Davacı kendisin bir vekil vasıtasıyla temsil ettiriyorsa dava dilekçesinde vekilinin adı, soyadı ve adresi de yazılmalıdır. Davalının bir vekili olsa dahi dava dilekçesinde onun adı yazılamaz. Dava açılırken (o davada) vekilinin kim olacağı bilinemeyeceğinden dava dilekçesine davalı vekilinin isim ve adresinin yazılmasına olanak ve gerek yoktur. Davalının bir genel (umumi) vekili olsa bile, dava dilekçesine genel vekilin isim ve adresi yazılarak, dava dilekçesi bu genel vekile tebliğ edilemez. (Kuru, Baki: Hukuk Muhakemeleri Usulü, İstanbul 200 1, C . 2.s. 1586 Yılmaz, Ejder Hukuk Muhakemeleri Kanuni Şeyhi, Ankara 2012, s. 791 Pekcanıtez Hakan: Medeni Usul Hukuku. C.2, İstanbul 2017, s. 1132: Aslan, Ramazan Yılmaz, Ejder Ayvaz Taşpınar, Sema Hanağası. Emel Medeni Usul Hukuku, Ankara 2020, s. 278).

Tebligat Kanunu’nun 11 maddesi ve Tebligat Kanunu’nun Uygulanmasına Dair Yönetmeliğin 18. maddesinde yer alan, vekil ile takip edilen işlerde tebligatın vekile yapılacağı hükmü emredici niteliktedir.
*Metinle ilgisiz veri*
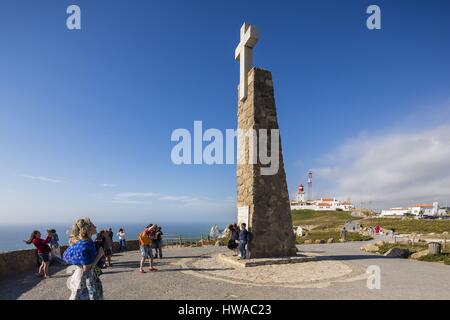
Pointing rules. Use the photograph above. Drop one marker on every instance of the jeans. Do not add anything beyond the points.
(242, 250)
(122, 244)
(158, 249)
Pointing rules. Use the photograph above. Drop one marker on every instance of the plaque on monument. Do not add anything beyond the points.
(243, 215)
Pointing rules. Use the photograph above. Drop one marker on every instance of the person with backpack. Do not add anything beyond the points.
(43, 251)
(234, 239)
(145, 248)
(245, 237)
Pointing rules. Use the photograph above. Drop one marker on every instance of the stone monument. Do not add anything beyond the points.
(262, 200)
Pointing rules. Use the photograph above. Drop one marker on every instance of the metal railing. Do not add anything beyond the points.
(180, 241)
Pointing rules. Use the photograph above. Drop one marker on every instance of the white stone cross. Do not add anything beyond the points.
(243, 53)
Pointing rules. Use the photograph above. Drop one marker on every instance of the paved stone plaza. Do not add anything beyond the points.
(196, 273)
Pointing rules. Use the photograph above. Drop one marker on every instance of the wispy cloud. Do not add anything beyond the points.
(134, 197)
(42, 178)
(109, 185)
(392, 169)
(164, 199)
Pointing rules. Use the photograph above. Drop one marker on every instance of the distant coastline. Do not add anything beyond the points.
(13, 234)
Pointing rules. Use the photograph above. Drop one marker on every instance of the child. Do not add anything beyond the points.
(145, 248)
(85, 283)
(43, 251)
(121, 235)
(55, 249)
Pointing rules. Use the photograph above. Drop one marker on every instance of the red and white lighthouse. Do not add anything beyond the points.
(301, 193)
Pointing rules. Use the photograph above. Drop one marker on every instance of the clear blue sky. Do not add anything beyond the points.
(83, 109)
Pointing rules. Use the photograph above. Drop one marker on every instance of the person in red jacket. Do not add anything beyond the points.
(43, 251)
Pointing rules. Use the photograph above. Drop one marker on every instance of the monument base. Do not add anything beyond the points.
(235, 261)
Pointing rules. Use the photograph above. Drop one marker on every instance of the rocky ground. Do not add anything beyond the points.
(196, 273)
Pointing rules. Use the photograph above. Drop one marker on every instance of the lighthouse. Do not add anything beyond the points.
(301, 193)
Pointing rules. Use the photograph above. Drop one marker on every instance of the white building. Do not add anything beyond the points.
(322, 204)
(420, 209)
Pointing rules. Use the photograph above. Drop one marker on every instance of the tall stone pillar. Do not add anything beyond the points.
(264, 197)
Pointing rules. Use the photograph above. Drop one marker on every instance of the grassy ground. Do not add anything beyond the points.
(322, 219)
(443, 258)
(410, 225)
(327, 224)
(413, 249)
(325, 235)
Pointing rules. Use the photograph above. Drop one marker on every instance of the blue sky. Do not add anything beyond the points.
(86, 116)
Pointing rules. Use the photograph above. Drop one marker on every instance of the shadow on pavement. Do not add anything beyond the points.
(352, 257)
(12, 288)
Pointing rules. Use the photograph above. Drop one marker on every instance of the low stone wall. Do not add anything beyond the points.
(15, 262)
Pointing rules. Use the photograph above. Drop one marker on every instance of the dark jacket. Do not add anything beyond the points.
(243, 235)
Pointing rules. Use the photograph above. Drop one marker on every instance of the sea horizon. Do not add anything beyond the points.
(12, 235)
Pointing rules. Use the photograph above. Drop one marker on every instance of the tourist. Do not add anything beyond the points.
(158, 243)
(99, 243)
(152, 236)
(145, 248)
(111, 236)
(121, 235)
(344, 233)
(55, 248)
(234, 239)
(108, 246)
(43, 251)
(243, 240)
(84, 283)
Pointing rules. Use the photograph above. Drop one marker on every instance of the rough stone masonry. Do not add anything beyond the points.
(266, 196)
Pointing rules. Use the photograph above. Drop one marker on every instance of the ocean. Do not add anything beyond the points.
(13, 235)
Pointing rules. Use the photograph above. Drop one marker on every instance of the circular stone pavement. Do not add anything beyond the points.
(312, 274)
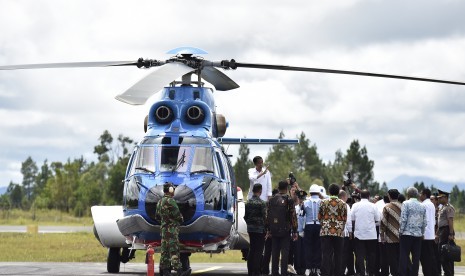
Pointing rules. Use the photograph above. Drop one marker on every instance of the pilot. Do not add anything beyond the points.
(260, 174)
(445, 232)
(170, 219)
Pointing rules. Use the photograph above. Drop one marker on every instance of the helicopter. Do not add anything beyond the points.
(183, 144)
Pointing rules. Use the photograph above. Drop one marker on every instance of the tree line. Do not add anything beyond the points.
(76, 185)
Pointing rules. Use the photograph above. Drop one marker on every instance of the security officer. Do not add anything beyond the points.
(445, 230)
(170, 218)
(255, 216)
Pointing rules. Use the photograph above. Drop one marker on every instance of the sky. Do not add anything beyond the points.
(408, 127)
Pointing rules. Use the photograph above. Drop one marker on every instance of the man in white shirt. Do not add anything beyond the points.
(364, 216)
(261, 175)
(427, 255)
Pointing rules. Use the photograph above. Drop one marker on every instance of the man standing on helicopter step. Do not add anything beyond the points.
(170, 219)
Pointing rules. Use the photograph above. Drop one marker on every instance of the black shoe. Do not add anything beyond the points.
(185, 272)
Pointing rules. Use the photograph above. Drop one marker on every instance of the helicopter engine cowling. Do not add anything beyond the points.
(164, 115)
(221, 125)
(195, 115)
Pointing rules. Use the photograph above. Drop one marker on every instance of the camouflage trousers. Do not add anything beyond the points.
(170, 248)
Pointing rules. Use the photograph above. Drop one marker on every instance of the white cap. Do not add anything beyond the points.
(315, 188)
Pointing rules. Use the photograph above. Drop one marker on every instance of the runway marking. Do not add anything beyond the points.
(206, 269)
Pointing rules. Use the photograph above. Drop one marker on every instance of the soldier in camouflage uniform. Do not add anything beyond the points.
(170, 218)
(255, 216)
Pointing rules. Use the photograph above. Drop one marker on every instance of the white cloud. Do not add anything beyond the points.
(407, 127)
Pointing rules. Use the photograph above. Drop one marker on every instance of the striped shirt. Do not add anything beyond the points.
(390, 223)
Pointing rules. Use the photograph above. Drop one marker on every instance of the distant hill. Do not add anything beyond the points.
(404, 181)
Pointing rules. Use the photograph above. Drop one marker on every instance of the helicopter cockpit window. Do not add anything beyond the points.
(173, 158)
(203, 160)
(145, 159)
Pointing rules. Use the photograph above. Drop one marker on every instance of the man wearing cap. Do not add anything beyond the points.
(333, 216)
(170, 218)
(389, 230)
(255, 216)
(411, 231)
(445, 231)
(364, 217)
(427, 257)
(260, 174)
(312, 231)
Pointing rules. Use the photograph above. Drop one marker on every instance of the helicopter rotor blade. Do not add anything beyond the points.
(68, 65)
(221, 81)
(153, 82)
(233, 65)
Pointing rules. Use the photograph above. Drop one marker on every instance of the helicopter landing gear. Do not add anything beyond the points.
(113, 259)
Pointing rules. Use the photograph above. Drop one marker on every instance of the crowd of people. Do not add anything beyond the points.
(347, 232)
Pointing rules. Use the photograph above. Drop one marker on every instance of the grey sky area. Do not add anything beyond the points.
(408, 127)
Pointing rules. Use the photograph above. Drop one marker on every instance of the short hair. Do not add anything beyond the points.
(365, 193)
(333, 189)
(256, 158)
(412, 192)
(257, 187)
(426, 192)
(401, 198)
(167, 186)
(282, 185)
(386, 199)
(394, 194)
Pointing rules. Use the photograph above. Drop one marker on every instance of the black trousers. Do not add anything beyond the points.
(447, 265)
(280, 246)
(428, 258)
(331, 262)
(257, 242)
(383, 260)
(299, 255)
(312, 245)
(365, 250)
(265, 264)
(409, 245)
(392, 252)
(348, 256)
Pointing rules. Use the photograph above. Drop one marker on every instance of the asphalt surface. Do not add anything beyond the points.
(101, 269)
(128, 269)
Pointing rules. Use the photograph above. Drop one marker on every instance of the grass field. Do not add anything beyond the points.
(42, 217)
(78, 247)
(83, 247)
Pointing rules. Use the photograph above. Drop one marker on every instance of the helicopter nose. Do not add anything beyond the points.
(183, 195)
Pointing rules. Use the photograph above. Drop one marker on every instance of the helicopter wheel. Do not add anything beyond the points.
(114, 259)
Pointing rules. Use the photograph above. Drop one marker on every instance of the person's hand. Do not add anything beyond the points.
(294, 236)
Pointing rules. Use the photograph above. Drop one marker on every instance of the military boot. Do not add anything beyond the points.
(184, 273)
(165, 272)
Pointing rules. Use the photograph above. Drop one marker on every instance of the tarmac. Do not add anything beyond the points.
(65, 269)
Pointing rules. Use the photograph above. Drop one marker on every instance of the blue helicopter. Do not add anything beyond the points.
(183, 145)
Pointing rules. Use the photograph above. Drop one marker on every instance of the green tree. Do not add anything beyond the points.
(29, 171)
(333, 172)
(307, 164)
(41, 178)
(242, 165)
(104, 147)
(279, 159)
(15, 192)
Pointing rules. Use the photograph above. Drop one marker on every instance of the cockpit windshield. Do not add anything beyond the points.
(173, 158)
(184, 158)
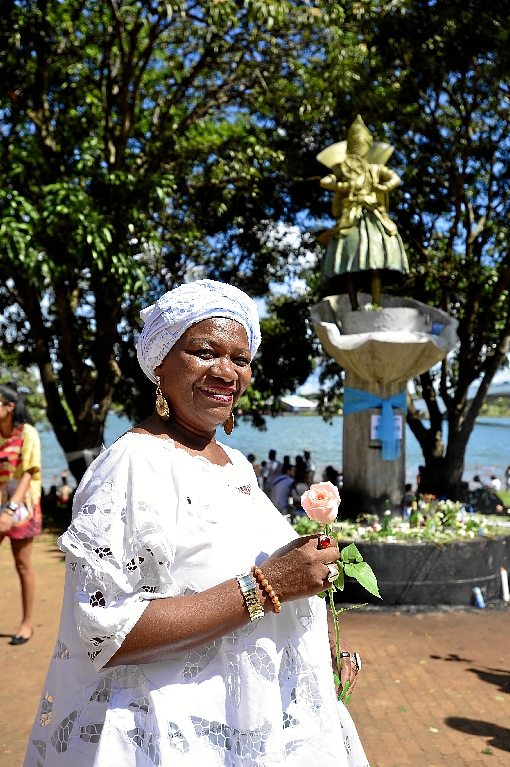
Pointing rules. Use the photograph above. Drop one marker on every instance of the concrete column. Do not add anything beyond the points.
(368, 480)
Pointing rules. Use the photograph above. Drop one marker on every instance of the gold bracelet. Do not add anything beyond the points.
(267, 586)
(249, 590)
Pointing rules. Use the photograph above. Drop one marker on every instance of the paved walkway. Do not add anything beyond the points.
(434, 690)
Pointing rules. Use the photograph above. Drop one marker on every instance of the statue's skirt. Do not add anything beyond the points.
(367, 246)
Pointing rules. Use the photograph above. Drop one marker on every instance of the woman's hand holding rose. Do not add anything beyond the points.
(298, 570)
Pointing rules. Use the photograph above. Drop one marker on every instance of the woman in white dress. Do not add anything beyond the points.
(173, 648)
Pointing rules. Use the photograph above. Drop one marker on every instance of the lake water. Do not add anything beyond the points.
(488, 450)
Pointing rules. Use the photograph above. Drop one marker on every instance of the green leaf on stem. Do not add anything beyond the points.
(340, 581)
(364, 574)
(350, 554)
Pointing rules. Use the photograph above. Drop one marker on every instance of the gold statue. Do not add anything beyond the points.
(365, 242)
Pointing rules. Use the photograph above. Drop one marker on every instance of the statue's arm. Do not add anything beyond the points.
(388, 179)
(331, 182)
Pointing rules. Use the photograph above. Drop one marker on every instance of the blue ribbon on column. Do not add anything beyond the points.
(356, 400)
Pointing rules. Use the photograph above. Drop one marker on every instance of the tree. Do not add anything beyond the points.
(435, 84)
(135, 143)
(451, 130)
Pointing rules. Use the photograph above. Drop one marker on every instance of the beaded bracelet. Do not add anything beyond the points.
(267, 586)
(249, 590)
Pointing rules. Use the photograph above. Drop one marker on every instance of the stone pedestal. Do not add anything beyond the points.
(368, 480)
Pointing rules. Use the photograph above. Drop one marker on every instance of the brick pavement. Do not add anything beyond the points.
(434, 690)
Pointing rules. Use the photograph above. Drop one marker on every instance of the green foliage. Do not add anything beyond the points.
(306, 526)
(141, 141)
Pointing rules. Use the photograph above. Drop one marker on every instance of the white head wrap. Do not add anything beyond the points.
(179, 309)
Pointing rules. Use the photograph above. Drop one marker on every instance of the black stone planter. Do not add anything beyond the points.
(428, 574)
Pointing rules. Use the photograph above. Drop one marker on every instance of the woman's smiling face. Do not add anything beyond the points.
(205, 373)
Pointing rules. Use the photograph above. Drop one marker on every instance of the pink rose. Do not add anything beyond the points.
(321, 502)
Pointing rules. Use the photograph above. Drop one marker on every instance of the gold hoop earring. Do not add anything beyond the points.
(162, 408)
(228, 426)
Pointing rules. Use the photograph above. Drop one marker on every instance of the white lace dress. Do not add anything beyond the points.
(151, 522)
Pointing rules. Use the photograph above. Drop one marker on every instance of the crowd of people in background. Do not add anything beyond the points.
(285, 482)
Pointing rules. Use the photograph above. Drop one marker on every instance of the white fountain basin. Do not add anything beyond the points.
(401, 340)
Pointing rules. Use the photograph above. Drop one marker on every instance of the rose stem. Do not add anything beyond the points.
(335, 618)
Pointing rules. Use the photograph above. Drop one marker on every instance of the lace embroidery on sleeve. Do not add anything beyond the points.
(119, 557)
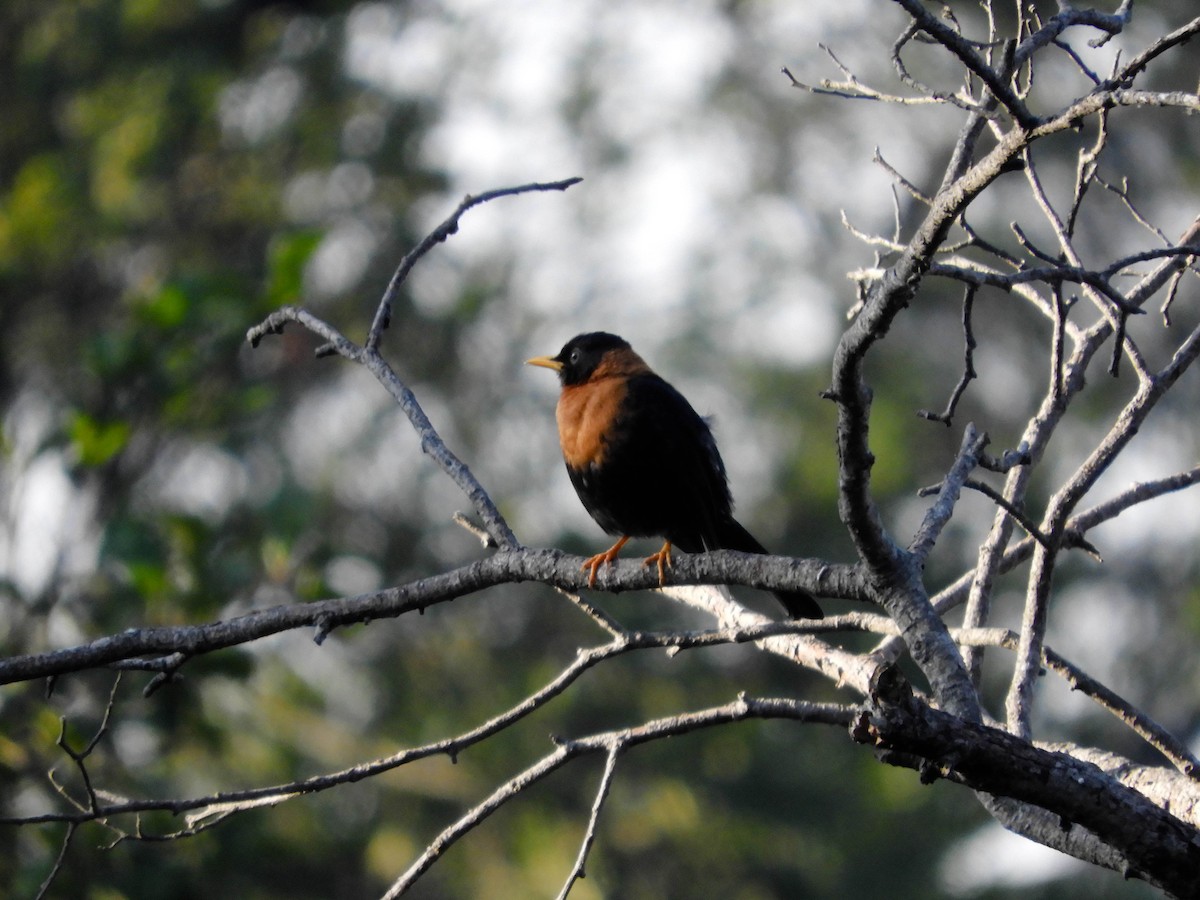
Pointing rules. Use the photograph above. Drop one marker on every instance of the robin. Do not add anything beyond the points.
(642, 461)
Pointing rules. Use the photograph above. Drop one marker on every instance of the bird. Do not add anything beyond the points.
(643, 462)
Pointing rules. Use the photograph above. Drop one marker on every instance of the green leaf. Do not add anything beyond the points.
(95, 442)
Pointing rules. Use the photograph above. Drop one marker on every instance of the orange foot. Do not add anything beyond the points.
(606, 558)
(663, 558)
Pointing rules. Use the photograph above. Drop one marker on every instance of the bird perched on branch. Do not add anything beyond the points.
(642, 461)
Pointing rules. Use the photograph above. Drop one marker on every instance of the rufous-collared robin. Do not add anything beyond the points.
(642, 461)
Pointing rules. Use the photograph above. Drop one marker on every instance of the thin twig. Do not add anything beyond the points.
(449, 227)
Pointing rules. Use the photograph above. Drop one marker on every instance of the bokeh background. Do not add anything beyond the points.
(172, 171)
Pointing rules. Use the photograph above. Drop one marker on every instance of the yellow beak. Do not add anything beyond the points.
(545, 363)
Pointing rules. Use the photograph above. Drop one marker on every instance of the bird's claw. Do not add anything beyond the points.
(607, 558)
(663, 559)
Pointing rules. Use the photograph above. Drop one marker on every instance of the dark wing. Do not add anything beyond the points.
(660, 474)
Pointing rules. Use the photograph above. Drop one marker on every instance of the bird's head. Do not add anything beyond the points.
(585, 355)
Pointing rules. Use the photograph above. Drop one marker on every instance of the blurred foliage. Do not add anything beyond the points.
(169, 172)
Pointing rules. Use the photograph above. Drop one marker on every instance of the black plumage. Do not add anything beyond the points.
(642, 461)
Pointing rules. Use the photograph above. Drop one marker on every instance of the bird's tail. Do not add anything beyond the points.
(799, 604)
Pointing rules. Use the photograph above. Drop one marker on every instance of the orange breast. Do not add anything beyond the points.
(585, 414)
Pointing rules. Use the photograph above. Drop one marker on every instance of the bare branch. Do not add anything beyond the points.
(444, 231)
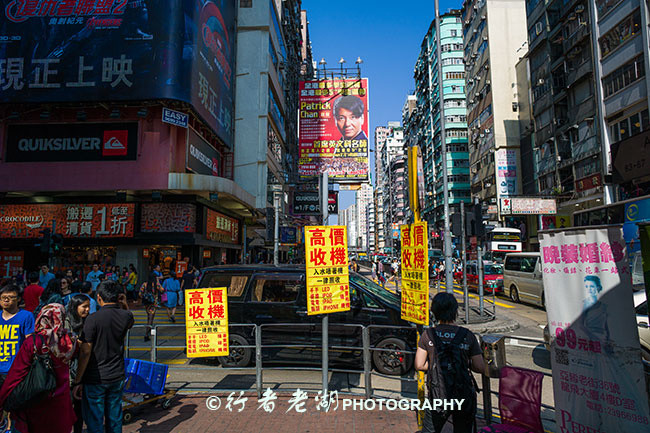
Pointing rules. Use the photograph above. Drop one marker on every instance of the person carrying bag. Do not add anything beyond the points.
(37, 389)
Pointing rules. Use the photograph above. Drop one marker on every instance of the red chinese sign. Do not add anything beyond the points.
(206, 322)
(221, 228)
(415, 274)
(11, 262)
(113, 220)
(328, 283)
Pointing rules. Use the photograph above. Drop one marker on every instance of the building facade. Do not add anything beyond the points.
(425, 124)
(493, 32)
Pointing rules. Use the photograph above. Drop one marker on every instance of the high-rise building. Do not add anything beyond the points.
(493, 31)
(426, 121)
(363, 203)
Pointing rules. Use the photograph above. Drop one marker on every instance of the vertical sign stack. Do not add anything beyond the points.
(415, 273)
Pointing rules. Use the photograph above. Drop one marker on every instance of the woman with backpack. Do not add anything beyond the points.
(53, 413)
(447, 352)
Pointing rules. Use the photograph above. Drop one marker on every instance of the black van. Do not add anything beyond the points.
(268, 295)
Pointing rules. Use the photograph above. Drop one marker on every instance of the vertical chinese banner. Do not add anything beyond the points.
(415, 273)
(206, 322)
(598, 379)
(326, 256)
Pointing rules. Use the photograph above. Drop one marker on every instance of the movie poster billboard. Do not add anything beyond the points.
(115, 50)
(333, 133)
(598, 379)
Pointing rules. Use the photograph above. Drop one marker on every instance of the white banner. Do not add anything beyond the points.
(598, 378)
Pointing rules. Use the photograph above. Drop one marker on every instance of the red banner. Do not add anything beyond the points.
(334, 128)
(221, 228)
(113, 220)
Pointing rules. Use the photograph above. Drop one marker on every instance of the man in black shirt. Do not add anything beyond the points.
(445, 309)
(101, 363)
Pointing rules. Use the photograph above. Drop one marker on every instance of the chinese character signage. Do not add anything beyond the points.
(11, 263)
(328, 284)
(598, 378)
(506, 172)
(415, 273)
(334, 128)
(167, 218)
(206, 322)
(113, 220)
(117, 50)
(72, 142)
(221, 228)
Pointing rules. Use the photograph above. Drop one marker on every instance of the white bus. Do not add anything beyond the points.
(502, 240)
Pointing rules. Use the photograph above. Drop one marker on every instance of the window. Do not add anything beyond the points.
(235, 283)
(624, 76)
(621, 33)
(281, 289)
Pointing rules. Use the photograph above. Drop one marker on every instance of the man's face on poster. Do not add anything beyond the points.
(348, 123)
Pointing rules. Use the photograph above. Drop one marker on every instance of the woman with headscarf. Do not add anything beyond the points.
(54, 414)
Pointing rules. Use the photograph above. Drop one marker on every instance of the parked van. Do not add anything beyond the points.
(522, 278)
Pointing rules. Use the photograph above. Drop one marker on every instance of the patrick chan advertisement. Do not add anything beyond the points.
(598, 379)
(114, 50)
(334, 129)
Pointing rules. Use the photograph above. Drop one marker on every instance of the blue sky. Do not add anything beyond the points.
(386, 35)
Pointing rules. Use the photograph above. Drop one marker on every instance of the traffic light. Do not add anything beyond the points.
(45, 241)
(56, 243)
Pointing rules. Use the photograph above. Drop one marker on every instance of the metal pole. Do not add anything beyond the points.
(449, 278)
(479, 265)
(325, 323)
(464, 264)
(276, 228)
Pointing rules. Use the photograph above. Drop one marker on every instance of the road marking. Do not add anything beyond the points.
(473, 296)
(515, 342)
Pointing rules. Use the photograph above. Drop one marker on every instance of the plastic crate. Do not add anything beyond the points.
(145, 377)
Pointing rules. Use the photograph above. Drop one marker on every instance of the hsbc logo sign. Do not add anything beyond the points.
(72, 142)
(115, 143)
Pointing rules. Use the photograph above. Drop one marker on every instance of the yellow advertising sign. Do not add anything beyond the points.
(206, 322)
(415, 273)
(326, 256)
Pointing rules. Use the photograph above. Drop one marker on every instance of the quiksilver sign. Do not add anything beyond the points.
(72, 142)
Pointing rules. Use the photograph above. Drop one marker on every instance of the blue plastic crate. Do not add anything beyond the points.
(144, 377)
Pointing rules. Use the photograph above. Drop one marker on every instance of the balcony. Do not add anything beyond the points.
(583, 110)
(546, 165)
(544, 134)
(580, 72)
(577, 36)
(585, 148)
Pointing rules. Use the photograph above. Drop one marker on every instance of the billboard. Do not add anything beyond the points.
(114, 220)
(76, 142)
(117, 50)
(598, 380)
(333, 133)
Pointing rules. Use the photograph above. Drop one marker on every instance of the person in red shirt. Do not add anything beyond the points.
(33, 292)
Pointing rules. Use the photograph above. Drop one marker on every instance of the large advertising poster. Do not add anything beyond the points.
(114, 50)
(333, 132)
(598, 379)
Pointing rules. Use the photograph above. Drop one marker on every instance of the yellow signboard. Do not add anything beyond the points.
(206, 322)
(415, 273)
(326, 256)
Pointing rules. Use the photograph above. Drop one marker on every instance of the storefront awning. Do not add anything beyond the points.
(231, 196)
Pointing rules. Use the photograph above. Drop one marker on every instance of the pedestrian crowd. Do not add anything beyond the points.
(62, 344)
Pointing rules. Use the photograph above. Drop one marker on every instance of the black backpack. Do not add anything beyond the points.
(449, 376)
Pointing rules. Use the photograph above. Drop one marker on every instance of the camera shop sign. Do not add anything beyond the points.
(308, 203)
(69, 142)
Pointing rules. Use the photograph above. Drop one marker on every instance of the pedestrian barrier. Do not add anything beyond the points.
(366, 349)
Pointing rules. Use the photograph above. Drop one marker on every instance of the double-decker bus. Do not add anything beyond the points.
(501, 241)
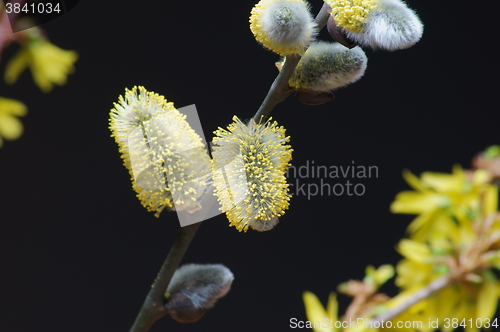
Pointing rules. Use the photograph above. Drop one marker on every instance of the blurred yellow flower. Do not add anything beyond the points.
(249, 163)
(49, 64)
(378, 277)
(315, 312)
(10, 126)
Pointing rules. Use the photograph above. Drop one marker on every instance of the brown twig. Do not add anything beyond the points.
(280, 90)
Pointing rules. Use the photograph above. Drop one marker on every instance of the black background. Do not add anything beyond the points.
(77, 250)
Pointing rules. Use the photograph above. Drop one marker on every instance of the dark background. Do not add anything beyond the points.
(77, 250)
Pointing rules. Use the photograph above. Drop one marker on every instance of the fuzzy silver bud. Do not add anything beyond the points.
(194, 288)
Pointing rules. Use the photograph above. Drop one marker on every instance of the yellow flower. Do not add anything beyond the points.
(379, 24)
(167, 160)
(471, 298)
(351, 14)
(249, 164)
(445, 200)
(283, 26)
(378, 277)
(315, 312)
(49, 64)
(10, 127)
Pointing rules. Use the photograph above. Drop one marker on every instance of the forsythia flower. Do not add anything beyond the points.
(283, 26)
(328, 66)
(10, 127)
(49, 64)
(327, 320)
(249, 163)
(380, 24)
(167, 160)
(442, 200)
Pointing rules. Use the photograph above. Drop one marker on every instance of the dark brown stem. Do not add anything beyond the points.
(280, 90)
(153, 306)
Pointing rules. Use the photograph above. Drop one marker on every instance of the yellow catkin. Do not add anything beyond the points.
(166, 159)
(351, 14)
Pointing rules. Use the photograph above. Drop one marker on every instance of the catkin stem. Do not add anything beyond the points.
(153, 306)
(424, 293)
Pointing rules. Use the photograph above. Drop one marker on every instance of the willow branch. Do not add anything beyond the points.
(153, 306)
(434, 287)
(280, 90)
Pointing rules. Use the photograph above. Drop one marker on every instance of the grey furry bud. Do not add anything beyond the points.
(194, 288)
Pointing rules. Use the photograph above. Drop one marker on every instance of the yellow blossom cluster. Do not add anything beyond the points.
(351, 14)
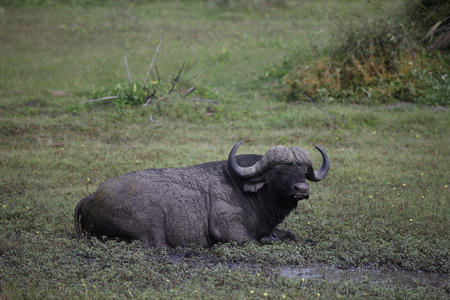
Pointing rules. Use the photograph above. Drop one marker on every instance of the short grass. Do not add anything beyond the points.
(385, 202)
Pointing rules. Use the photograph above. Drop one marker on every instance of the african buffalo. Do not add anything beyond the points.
(243, 198)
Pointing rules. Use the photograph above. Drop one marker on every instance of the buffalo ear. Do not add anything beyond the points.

Ancak belirtilen hükümlerinin işlerlik kazanabilmesi için HMK’nın 76. maddesi uyarınca vekilin dava doğasına vekâletnamesini ibraz etmesi zorunludur. Vekilin müvekkili adına davayı takip edeceğini bildirerek vekâletnamesini her bir dosya için ayrı ayrı ibraz etmesi üzerine, HMK’nın 114. maddesinin 1. Fıkrasının (f) bendi gereğince dava şartı olan vekilin davaya vekalet ehliyetine sahip olup olmadığı ve usulüne uygun düzenlenmiş bir vekaletname bulunup bulunmadığı mahkemece kendiliğinden araştırılarak tespit edildikten sonra tüm tebligatlar vekile yapılacaktır. İcra takip dosyasında itiraz etmiş olan vekilin itirazın iptali davasında vekâletnamesini ibraz etmeden önce, müvekkili adına davayı takip edip etmeyeceği mahkeme tarafından bilinemeyeceği için dava dilekçesinin vekile tebliği mümkün değildir.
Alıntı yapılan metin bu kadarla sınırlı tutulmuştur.